Infelizmente, os problemas da dimensão eleitoral-representativa não param por aí. Apesar da Emenda Constitucional n° 97 ter proibido as coligações proporcionais, a mesma não eliminou a possibilidade de se formar coligações eleitorais sem vinculação das alianças partidárias entre a esfera nacional e as esferas subnacionais. Apesar de representar um elemento que, sob a ótica da dimensão espacial, representaria maior autonomia regional e local, essa característica dificulta ainda mais uma maior coesão político-ideológica no país e uma visão de longo prazo para a nação, obscurecendo as opções eleitorais oferecidas à população.

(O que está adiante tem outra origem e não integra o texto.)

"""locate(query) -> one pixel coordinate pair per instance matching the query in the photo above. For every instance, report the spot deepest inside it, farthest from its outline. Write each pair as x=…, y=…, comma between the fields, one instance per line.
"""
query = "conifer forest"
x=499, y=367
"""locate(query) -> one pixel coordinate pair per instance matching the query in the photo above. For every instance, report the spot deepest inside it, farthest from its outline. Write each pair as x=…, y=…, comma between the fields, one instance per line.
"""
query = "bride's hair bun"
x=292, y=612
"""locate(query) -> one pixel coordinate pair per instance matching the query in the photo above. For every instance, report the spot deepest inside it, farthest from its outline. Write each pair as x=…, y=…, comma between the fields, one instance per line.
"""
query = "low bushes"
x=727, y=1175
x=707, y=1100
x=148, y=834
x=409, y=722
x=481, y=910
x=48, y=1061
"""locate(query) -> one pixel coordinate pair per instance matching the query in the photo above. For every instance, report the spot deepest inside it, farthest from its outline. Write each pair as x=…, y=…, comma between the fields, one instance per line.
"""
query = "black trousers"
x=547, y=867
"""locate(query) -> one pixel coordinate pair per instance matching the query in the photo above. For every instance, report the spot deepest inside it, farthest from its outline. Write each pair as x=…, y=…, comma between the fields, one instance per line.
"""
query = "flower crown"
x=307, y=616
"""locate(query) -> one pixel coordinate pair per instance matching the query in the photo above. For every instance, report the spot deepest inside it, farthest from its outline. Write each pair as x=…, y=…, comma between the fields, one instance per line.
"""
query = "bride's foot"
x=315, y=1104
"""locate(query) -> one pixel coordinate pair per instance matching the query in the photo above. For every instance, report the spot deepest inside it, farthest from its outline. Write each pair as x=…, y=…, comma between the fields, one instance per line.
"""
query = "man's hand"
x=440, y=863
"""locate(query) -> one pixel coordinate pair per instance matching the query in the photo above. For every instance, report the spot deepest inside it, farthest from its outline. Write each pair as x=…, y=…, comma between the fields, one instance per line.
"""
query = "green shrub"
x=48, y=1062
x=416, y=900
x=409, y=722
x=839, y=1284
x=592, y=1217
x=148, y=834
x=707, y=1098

Há ainda que se fazer menção às distorções na representação dos estados federativos na Câmara dos Deputados – crítica essa que também pode ser direcionada à representação nas Assembleias Legislativas de cada estado. Três fatores podem ser apontados como causas dessas distorções. O primeiro e segundo fatores são, respectivamente, a definição de um número mínimo e de um número máximo de deputados por estado federativo, independentemente da população de cada estado, com o agravante de normas que definem a distribuição de cadeiras na Câmara segundo intervalos crescentes: a partir de um determinado nível, é maior o número de habitantes ou eleitores necessários para que um estado aumente a sua bancada. Por fim, o terceiro fator de distorção representativa é a ausência de revisão periódica do número de deputados de cada estado federativo em relação às alterações ocorridas nas populações dos mesmos. O conjunto destes fatores leva ao seguinte problema: a sobre-representação de estados de menor contingente populacional e a sub-representação de estados com maiores contingentes populacionais. Em geral, os estados sub-representados são os mais desenvolvidos e industrializados do país, enquanto que os estados sobre-representados correspondem aos menos desenvolvidos e industrializados. Assim, a consequência para a política nacional é um aumento da representação política de regiões mais atrasadas e, portanto, mais sujeitas às práticas políticas tradicionais de elites regionalistas e localistas, cujos objetivos se centram na busca de cada grupo em particular em conquistar, aumentar, direcionar e usufruir do seu quinhão de poder e do acesso a recursos públicos junto à continuamente agigantada estrutura estatal brasileira.

É autoevidente que uma profunda Reforma Política é necessária no Brasil. A altíssima desconfiança da população brasileira em seus representantes não é por acaso – pelo contrário, é extremamente compreensível. A qualidade da condução dos rumos do Brasil é refém de longa data de uma classe política ineficiente, corrupta e desvinculada daqueles os quais ela supostamente representa. Há que se mudar o modo pelo qual escolhemos os nossos representantes, urgentemente. Afinal de contas, são as regras que fazem o jogo – e enquanto as regras político-representativas brasileiras se mantiverem como estão, nunca será possível ter confiança no jogo.